Excellent! Well-said!

An aside, and perhaps food for thought on a future piece . . .

WAPO ran a smear piece on Ben Carson bout his "faded legacy" - because he dared criticize the Bammster. It was hilarious to read the author's list of Carson's comments, and then make light of them all to defend Obama.

Pax - jb

Anonymous said...

Once again I agree on the similarity between the faith of the believer and the faith of the atheist. But unless the atheist desires to work against the good represented by Judeo-Christian moral values, best to keep arguments on a friendly, theoretical basis.

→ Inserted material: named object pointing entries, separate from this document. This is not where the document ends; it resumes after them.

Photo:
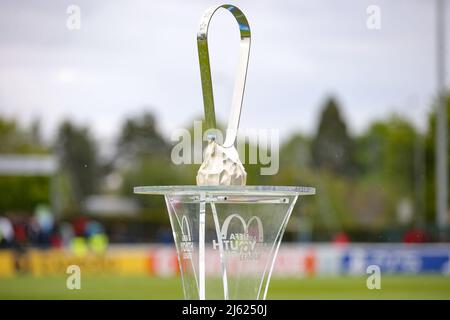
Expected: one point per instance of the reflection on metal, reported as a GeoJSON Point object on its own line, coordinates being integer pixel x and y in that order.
{"type": "Point", "coordinates": [205, 71]}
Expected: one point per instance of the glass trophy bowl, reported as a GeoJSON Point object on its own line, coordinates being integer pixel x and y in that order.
{"type": "Point", "coordinates": [227, 237]}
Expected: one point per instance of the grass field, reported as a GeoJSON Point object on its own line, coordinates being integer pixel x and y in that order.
{"type": "Point", "coordinates": [109, 287]}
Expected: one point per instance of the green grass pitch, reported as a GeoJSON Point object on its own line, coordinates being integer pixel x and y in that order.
{"type": "Point", "coordinates": [119, 287]}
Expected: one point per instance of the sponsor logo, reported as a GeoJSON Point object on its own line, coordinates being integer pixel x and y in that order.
{"type": "Point", "coordinates": [246, 243]}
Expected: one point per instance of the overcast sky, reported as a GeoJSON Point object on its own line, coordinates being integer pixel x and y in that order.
{"type": "Point", "coordinates": [134, 55]}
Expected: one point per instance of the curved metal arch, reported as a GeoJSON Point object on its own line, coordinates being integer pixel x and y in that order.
{"type": "Point", "coordinates": [205, 71]}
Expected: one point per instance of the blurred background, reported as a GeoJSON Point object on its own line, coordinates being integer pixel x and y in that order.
{"type": "Point", "coordinates": [90, 93]}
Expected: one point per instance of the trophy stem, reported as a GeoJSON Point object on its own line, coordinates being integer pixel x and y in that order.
{"type": "Point", "coordinates": [274, 252]}
{"type": "Point", "coordinates": [221, 251]}
{"type": "Point", "coordinates": [201, 249]}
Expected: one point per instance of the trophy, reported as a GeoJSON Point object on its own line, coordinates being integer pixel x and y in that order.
{"type": "Point", "coordinates": [226, 234]}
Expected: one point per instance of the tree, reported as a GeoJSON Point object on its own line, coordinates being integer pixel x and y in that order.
{"type": "Point", "coordinates": [77, 154]}
{"type": "Point", "coordinates": [332, 147]}
{"type": "Point", "coordinates": [431, 159]}
{"type": "Point", "coordinates": [21, 192]}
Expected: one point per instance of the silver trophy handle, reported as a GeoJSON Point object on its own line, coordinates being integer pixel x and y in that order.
{"type": "Point", "coordinates": [205, 71]}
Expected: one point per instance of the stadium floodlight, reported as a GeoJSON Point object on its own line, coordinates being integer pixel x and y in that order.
{"type": "Point", "coordinates": [221, 224]}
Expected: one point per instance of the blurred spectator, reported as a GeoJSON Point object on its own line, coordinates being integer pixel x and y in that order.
{"type": "Point", "coordinates": [414, 236]}
{"type": "Point", "coordinates": [341, 238]}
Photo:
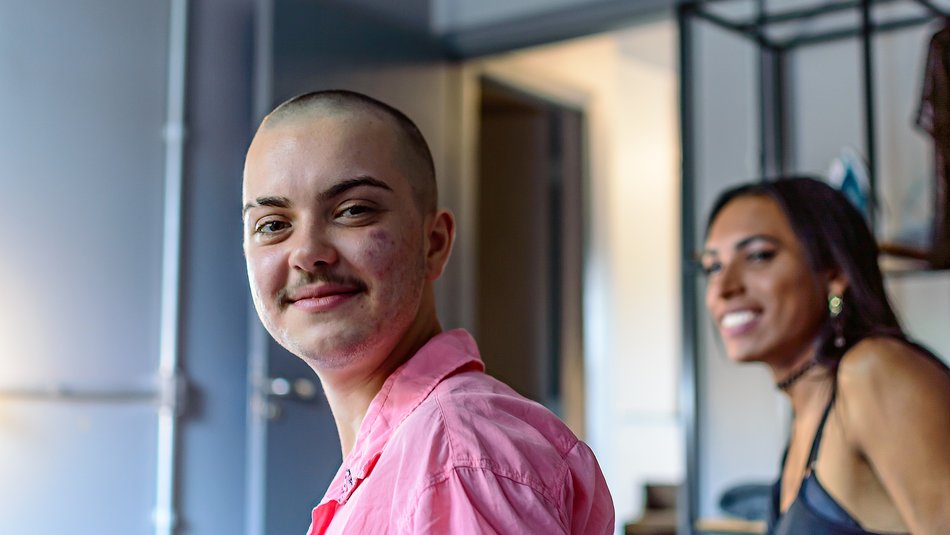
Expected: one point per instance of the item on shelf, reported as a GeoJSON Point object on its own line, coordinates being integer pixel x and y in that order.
{"type": "Point", "coordinates": [933, 117]}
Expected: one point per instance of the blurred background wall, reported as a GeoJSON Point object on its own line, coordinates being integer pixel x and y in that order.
{"type": "Point", "coordinates": [138, 393]}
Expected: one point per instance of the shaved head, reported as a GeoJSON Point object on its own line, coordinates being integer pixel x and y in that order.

Speaking practically, an atheist should never use the argument "prove it" on a believer, because all the believer has to say to the atheist is "YOU prove it". Touché! If the atheist is smart and honest, they will be forced to change their status to "agnostic with atheist tendencies". If they can't or won't do this, then you know you're dealing with someone who either isn't smart, isn't honest, or both.